Exploring three potential trade strategies for Knicks president Leon Rose – The Denver Post


Buyers or sellers? A quarter of the season — with the start of the trade season about two weeks away — the Knicks are in a unique position of having to upgrade and downsize at the same time.

It’s a numbers game, really. The conflicting list crisis and the configuration of Leon Rose’s salaries. With over $400 million committed for five players, the Knicks are in no real position to finish the season and begin a rebuild. They entered Tuesday night just 1.5 games away from a playoff berth, with their main four – Julius Randle, RJ Barrett, Mitchell Robinson and Jalen Brunson – locked into contracts until at least 2026.

Still, the talent isn’t good enough to escape the team’s middling status, and the season’s compass now seems useless.

Team President Rose, who took less risk than a broad daylight opossum, could still stand or tinker around the margins like his first two trade seasons. But there are other options that could boost the roster, or perhaps give the season a goal.

We will look at three of them:


Press the reset button. Trade Randle and/or Barrett and/or Robinson and start a serious rebuild. At this point, it’s hard to imagine either player bringing in much value on their respective contracts. It would require a massive admission of failure from Rose, who signed Randle and Barrett to nine-figure contracts in the past 18 months.

But swapping the pair serves to clear the cap sheet – if not for next summer, then maybe 2024. It also clears the way for playing time for rookies Immanuel Quickley and Obi Toppin, who are both eligible for extensions after the season. .

The problem is selling low on massive contracts. A stockbroker will warn you that this is a losing strategy. Rose has already tied first-round picks to offload three players he signed in 2021 – Kemba Walker, Alec Burks and Nerlens Noel.
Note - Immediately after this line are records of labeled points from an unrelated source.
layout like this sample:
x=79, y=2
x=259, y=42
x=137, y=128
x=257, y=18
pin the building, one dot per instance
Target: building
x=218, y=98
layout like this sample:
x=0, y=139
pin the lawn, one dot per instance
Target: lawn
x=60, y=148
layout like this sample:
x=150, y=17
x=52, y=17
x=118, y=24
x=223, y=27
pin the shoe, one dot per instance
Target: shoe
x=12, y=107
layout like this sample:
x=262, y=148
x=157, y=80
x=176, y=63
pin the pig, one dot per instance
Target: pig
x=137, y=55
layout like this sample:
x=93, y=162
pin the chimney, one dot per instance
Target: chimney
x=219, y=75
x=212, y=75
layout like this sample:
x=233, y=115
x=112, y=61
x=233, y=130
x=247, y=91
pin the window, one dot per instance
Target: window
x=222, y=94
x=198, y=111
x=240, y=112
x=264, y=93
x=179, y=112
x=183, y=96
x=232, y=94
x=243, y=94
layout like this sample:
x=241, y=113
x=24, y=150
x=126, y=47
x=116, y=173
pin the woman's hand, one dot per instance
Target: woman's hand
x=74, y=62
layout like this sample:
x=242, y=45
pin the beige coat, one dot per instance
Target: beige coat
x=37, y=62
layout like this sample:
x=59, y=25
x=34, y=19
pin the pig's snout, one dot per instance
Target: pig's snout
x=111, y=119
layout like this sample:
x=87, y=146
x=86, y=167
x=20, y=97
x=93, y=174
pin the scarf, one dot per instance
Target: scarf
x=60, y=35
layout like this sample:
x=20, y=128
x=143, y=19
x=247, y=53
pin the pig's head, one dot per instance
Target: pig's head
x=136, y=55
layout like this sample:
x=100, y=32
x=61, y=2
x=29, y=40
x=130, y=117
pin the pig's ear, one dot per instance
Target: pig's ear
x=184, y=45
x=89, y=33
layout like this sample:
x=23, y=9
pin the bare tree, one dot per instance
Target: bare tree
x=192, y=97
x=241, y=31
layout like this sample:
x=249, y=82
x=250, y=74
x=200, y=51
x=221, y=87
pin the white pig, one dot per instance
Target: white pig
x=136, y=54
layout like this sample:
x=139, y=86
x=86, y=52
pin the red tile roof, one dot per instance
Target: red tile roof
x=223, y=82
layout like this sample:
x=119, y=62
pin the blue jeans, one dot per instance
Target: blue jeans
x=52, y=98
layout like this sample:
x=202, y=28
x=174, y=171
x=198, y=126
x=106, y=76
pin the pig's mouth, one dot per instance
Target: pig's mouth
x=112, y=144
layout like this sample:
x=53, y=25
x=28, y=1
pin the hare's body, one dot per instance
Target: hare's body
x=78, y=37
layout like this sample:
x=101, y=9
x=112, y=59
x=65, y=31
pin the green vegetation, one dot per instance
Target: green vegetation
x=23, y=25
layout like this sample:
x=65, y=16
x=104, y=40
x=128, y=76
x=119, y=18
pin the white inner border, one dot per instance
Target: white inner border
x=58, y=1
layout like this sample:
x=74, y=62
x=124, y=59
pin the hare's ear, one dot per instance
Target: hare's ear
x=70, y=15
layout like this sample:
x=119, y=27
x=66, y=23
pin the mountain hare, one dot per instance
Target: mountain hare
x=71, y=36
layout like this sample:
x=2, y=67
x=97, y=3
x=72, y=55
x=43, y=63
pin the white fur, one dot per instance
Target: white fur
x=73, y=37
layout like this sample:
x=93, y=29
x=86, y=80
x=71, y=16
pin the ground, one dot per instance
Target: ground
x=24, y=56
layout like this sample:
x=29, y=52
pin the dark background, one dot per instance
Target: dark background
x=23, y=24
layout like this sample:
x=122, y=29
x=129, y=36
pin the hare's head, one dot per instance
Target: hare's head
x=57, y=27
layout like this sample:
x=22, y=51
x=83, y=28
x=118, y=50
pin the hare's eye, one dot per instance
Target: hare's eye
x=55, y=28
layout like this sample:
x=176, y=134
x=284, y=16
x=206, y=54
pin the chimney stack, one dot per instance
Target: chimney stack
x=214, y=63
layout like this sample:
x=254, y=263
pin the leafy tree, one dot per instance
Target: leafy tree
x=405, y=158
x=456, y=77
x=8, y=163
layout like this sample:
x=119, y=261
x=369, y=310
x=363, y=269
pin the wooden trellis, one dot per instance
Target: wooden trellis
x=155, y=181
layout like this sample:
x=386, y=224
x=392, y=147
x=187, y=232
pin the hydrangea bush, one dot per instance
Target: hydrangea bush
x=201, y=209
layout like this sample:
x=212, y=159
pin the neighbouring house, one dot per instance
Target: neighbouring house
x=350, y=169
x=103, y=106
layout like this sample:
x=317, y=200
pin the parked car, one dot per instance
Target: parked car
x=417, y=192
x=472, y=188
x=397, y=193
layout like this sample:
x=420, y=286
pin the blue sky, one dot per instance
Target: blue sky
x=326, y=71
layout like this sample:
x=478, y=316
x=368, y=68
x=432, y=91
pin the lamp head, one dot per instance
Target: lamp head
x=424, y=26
Should we trust Rose to get rid of her own mistakes again?


We’ll hear it until it happens (or even if it doesn’t), but the Knicks are ready to acquire a superstar. They were reluctant to land Donovan Mitchell, which league sources said was a disappointment for Tom Thibodeau. Despite the lack of size in the backcourt, the coach felt he could make it work with Brunson and Mitchell. Maybe Danny Ainge was asking too much, which was the final stance taken by the Knicks front office. We’ll never know if Ainge was reluctant to deal with the Knicks, but the relationship was supposed to be Rose and William Wesley’s specialty. These Jazz negotiations demonstrated how little that matters in the trades. Of course, the Knicks still have their treasure trove of future draft picks, and they could theoretically acquire more by dealing with some of their prospects — particularly Quickley, Toppin and Quentin Grimes. The more future picks available to the Knicks, the easier it is to ditch them for the next available star. For the most part, this has been central to Rose’s strategy.


This is the most likely route given the circumstances and the configuration of the list. The Knicks have too many guards and centers, which has left a numbers problem that can be fixed before the trade deadline. They entered the NBA last Tuesday with three-point percentage, but benched the team’s top three-point threat — Evan Fournier — to get a better defensive presence (Grimes) in the backcourt. Shooting is still valued in the NBA, and there are teams (ahem, Lakers) that could use Fournier in the rotation. With two years and $37 million remaining, Fournier’s deal isn’t desirable, but it’s not an albatross either. Other obvious players to send to the market are Cam Reddish and Derrick Rose, who will both be free agents after the season.